Charging times can be reduced by using a Direct Current (DC charging), also known as rapid charging. This involves feeding DC electricity straight to the battery (BEVs and some PHEVs). Rapid charging is part of a growing network and is normally found at larger commercial and industrial locations. The network is ever growing, and rapid charging points are starting to become more common with locations at supermarkets and high-street parking stations. Find yours here: https://www.zap-map.com/
What’s the difference between AC and DC charging?
For many people it’s down to speed, achieving the highest percentage of charge in the shortest time. But in summary, DC charging stations require higher capacity electricity networks because of the much higher voltage and currents they supply which explains why they are located at larger commercial locations. A DC charger bypasses the on-board AC to DC converter within the vehicle and delivers the DC charge directly into the battery which is both quicker and more efficient. AC electricity is available from any power outlet; our homes and our home appliances all use AC power. Although slower to charge, a key advantage is that it can be transmitted economically over long distances and are ubiquitous.
What Is Regenerative Braking?
Regenerative braking works when braking or coasting downhill to recharge the batteries to increase the range of the vehicle. Under the right conditions it can extend the vehicle’s range by up to 10%.
Are Electric Vehicles expensive or difficult to maintain?
Compared to a traditional combustion engine a BEV (Battery Electric Vehicle) requires less maintenance, simply due to the fact that there are a fewer moving parts and fewer parts to wear out.
Jaguar will be offering an industry competitive battery warranty for the I-PACE. Designed to reflect the fact that they don’t require any day to day maintenance.
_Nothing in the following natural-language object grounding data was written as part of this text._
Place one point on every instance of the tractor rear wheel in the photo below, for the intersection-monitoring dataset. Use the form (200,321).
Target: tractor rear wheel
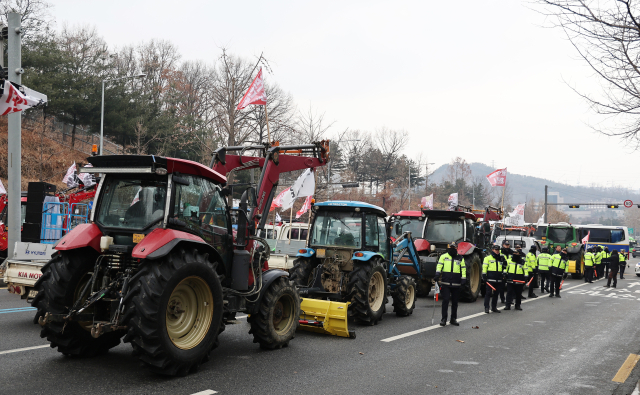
(174,312)
(404,296)
(471,289)
(62,281)
(278,315)
(302,272)
(367,290)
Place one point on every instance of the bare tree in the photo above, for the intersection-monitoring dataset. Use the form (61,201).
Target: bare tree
(606,35)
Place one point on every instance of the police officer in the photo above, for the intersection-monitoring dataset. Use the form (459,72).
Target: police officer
(492,276)
(506,253)
(454,275)
(544,267)
(532,265)
(516,275)
(623,263)
(615,264)
(589,265)
(558,266)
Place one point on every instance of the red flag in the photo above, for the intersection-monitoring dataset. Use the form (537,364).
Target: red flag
(498,178)
(277,202)
(255,94)
(585,239)
(305,207)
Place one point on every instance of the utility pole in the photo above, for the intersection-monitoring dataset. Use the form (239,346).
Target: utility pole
(14,143)
(546,190)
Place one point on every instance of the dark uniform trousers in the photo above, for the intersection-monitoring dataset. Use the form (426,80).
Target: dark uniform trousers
(514,288)
(556,280)
(492,295)
(545,276)
(450,294)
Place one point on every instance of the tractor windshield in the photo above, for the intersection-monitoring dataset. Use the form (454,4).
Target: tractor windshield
(413,225)
(342,229)
(132,203)
(443,230)
(560,235)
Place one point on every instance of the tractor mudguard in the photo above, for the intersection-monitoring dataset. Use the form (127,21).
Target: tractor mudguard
(268,277)
(83,235)
(160,242)
(310,252)
(366,255)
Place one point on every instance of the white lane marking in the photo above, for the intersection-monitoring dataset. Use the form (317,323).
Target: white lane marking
(23,349)
(432,327)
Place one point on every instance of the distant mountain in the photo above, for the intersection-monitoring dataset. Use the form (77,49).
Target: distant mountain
(527,187)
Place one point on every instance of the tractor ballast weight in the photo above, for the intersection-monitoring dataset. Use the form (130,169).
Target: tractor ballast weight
(347,260)
(158,263)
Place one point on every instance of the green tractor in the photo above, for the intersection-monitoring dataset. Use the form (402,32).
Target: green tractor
(567,236)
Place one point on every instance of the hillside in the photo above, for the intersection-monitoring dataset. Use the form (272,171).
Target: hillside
(42,158)
(526,187)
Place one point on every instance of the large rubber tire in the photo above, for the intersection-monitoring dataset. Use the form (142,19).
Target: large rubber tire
(367,292)
(277,319)
(61,282)
(161,300)
(471,289)
(302,272)
(404,296)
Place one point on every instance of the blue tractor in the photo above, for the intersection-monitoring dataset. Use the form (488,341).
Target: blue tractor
(349,258)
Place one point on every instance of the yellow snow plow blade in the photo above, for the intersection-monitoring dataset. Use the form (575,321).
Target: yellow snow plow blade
(323,316)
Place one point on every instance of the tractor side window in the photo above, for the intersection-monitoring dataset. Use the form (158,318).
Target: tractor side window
(371,230)
(382,237)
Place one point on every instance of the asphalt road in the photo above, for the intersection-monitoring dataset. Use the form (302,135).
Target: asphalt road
(572,345)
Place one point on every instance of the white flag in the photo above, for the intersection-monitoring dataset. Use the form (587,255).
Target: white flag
(304,186)
(516,218)
(453,201)
(70,176)
(12,100)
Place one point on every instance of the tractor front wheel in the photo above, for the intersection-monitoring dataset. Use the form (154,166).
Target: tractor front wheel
(174,312)
(277,318)
(61,284)
(367,285)
(404,296)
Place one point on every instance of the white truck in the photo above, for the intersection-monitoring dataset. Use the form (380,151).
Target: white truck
(22,270)
(285,240)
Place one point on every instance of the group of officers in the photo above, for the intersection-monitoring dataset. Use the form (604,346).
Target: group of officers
(512,269)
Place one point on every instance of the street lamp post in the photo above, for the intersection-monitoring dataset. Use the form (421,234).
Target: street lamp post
(102,107)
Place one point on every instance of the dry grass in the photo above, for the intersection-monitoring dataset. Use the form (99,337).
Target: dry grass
(56,158)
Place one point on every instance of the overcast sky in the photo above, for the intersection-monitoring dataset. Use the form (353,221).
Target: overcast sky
(483,80)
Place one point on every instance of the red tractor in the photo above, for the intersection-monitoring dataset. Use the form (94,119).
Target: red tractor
(158,264)
(432,231)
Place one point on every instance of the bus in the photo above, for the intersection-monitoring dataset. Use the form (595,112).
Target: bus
(612,237)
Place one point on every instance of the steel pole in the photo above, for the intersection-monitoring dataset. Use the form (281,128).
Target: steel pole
(102,120)
(14,143)
(546,218)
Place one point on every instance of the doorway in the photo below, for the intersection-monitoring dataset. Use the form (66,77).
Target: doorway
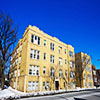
(57,85)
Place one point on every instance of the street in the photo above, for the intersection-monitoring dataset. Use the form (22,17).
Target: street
(83,95)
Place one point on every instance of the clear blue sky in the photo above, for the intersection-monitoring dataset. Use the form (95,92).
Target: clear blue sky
(75,22)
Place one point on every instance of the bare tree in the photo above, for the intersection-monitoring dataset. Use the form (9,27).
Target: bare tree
(8,36)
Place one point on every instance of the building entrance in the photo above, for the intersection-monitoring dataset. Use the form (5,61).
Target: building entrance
(57,85)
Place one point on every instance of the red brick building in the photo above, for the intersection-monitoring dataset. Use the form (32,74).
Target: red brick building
(98,76)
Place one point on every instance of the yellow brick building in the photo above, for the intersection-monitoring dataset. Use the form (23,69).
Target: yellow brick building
(83,70)
(41,62)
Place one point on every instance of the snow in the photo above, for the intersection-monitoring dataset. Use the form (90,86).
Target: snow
(12,93)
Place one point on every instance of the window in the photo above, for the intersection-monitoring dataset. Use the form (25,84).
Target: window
(86,60)
(44,70)
(82,59)
(60,73)
(52,72)
(88,76)
(35,39)
(94,72)
(43,85)
(16,61)
(71,64)
(45,56)
(65,61)
(45,43)
(47,84)
(52,46)
(95,79)
(33,85)
(60,49)
(34,54)
(21,47)
(65,51)
(14,84)
(66,73)
(18,50)
(19,59)
(60,61)
(90,70)
(72,74)
(70,53)
(51,58)
(72,84)
(89,62)
(34,70)
(18,72)
(87,68)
How will a Jaguar Electric Vehicle perform?
Our investment in electric vehicles is only at the beginning of its story. However our history of creating truly legendary performance is no secret. To bring electrifying Jaguar performance to our next generation of road cars, we’re competing on the track in the FIA Formula E Championship. It provides us with a real life, fast-track test bed for testing and perfecting electric car technologies.
Bringing these technologies to our exhilarating range of battery powered road cars starts with the I‑PACE Concept. I-PACE Concept combines the performance and nature of a Jaguar, launching you from 0-60mph in around 4 seconds with 700Nm of instant torque and 400PS of power, creating stunning acceleration.